In [16]:
from torch import nn
import numpy as np

Compute self attention for some input sequence.
For every token, we produce a new sequence of encoding vectors vectors

In [17]:
def self_attention(input_sequence):
    output = np.zeros(shape=input_sequence.shape)

    # iterate over each token in input sequence
    # compute attention score between this token, and all others
    for i, pivot_vector in enumerate(input_sequence):
        scores = np.zeros(shape=(len(input_sequence),))
        for j, vector in enumerate(input_sequence):
            # compute attention score with dot product between tokens
            scores[j] = np.dot(pivot_vector, vector.T)
        scores /= np.sqrt(input_sequence.shape[1])
        scores = nn.Softmax(scores)
        new_pivot_representation = np.zeros(shape=pivot_vector.shape)

        # sum all tokens weighted by attention score, which we return
        for j, vector in enumerate(input_sequence):
            new_pivot_representation += vector * scores[j]
        output[i] = new_pivot_representation
    return output

Take input sequence, of some length and some embedding vector size. Transform this into 3 tensors (query, key, value) of dimension sequence length by embedding vector size. Multiply by weight tensors of embedding vector size by embedding vector size. This gives us tensors with dimensions of the sequence length by the size of the embedding vector which we split along the embedding dimension into the amount of heads we want. Each of these serves as a head of the multi-headed attention and is the sized by the ratio between embedding vector size and the amount of desired heads. Each head has access to the full input sequence, but is limited in the embeddings it can see for each token. Softmax the different groups of heads together by which embedding vector they have access to, then finally concatenate the heads and multiply them by the weight tensor of the dimension of the input. 

In [None]:
# note, all dimensions actually include batch dimension
# for each tensor, the dimensions look more like (sequence_batch, d_model, etc...)
# as we do a batch for each sequence
class MultiHeadAttention(nn.Module):
    def __init__(self, d_model: int, n_heads: int, dropout: float) -> None:
        super(MultiHeadAttention, self).__init__()
        self.d_model = d_model # embedding vector size
        self.n_heads = n_heads # number of heads
        assert d_model % n_heads == 0, "embedding vector size (d_model) needs to be divisible by the nubmer of heads (n_heads)"
        self.d_k = d_model // n_heads # size of each head
        self.d_v = self.d_k # in attention is all you need, this is called d_v, but its equal to d_k

        # the 3 weight tensors of embedding vector size by embedding vector size
        self.w_q = nn.Linear(d_model, d_model) # query weight tensor
        self.w_k = nn.Linear(d_model, d_model) # key weight tensor
        self.w_v = nn.Linear(d_model, d_model) # value weight tensor

        # weight tensor to multiply by the concatenated heads at the end
        self.w_concat = nn.Linear(n_heads * self.d_v, d_model)

        # dropout
        self.Dropout = nn.Dropout(dropout)

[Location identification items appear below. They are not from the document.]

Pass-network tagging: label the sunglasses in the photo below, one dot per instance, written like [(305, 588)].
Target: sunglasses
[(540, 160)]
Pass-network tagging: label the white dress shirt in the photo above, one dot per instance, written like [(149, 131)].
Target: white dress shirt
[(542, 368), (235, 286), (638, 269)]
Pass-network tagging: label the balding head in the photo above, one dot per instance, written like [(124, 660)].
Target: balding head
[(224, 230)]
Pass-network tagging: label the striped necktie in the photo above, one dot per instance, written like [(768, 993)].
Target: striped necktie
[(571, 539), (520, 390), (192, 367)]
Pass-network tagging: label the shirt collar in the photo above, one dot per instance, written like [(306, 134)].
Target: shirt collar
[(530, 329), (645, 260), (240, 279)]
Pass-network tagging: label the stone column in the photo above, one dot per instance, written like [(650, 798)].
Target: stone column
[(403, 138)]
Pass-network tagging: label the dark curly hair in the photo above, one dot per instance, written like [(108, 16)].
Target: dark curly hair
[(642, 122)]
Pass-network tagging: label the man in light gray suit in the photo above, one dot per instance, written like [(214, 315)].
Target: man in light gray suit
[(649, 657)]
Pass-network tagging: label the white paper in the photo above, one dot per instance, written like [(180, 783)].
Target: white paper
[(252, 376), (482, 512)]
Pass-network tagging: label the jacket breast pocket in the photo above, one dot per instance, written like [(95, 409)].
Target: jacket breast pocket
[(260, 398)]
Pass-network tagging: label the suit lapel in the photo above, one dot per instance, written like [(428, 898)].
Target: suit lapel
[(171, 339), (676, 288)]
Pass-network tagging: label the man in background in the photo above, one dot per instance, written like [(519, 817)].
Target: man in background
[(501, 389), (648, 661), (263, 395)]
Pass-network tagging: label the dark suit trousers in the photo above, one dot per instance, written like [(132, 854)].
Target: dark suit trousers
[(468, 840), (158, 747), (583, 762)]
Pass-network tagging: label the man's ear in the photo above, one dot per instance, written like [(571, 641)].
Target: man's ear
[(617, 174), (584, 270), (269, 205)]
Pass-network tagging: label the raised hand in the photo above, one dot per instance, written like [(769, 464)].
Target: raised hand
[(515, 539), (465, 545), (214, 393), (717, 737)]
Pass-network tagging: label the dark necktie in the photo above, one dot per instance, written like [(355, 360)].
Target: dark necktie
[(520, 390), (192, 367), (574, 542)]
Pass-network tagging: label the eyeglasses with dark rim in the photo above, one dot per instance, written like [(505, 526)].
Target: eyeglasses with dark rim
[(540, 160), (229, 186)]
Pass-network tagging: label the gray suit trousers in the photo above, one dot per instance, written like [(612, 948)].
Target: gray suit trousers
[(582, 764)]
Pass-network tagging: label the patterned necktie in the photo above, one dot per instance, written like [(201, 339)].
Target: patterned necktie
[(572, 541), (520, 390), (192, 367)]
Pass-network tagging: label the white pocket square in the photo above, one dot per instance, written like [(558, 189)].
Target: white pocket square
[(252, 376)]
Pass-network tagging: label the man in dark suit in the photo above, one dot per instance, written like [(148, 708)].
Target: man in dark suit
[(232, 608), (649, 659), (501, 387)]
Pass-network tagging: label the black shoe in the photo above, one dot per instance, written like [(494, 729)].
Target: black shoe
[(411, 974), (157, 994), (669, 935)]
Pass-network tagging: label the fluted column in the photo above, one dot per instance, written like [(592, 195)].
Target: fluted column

    # Scaled Dot-Product Attention
    def attention(Q, K, V, mask, dropout):
        # K/keys has dimension (batch num, num heads, sequence length, d_k)
        # input V has dimension d_v (fairly certain its the same)
        # last element in keys dimensions
        d_k = K.shape[-1] 
        # query multiplied by transpose of last 2 dimensions of key
        # divided by the square root of d_k (temperature) 
        # helps to prevent dot products from growing in magnitude causing vanishing gradients
        attn = nn.matmul(Q / np.sqrt(d_k), K.transpose(2, 3))

        # masking
        if mask is not None:
            attn = attn.masked_fill(mask == 0, -1e9)
        
        attn = nn.Softmax(attn, dim = -1)

        # dropout
        if dropout is not None:
            attn = dropout(attn)

        output = nn.matmul(attn, V)
        # return output and attention scores
        return output, attn
        

    # Masking, replacing values we don't want to interact. Default is no mask.
    # If mask is applied softmax is applied puts them to 0. 
    # Hides attention of those tokens. Otherwise just gets values
    # for each token with each other token. 
    def forward(self, Q, K, V, mask=None):
        # multiply each tensor with its weight tensor
        query_tensor = self.w_q(Q)
        key_tensor = self.w_k(K)
        value_tensor = self.w_v(V)

        # split by the number of heads
        query_tensor = self.split(query_tensor)
        key_tensor = self.split(key_tensor)
        value_tensor = self.split(value_tensor)

        # get attention 
        output, self.attention_scores = self.attention(query_tensor, key_tensor, value_tensor, mask, self.Dropout)
        
        # concatenating, contiguous for in place in memory
        output = output.transpose(1, 2).contiguous().view(output.shape[0], -1, self.h * self.d_k)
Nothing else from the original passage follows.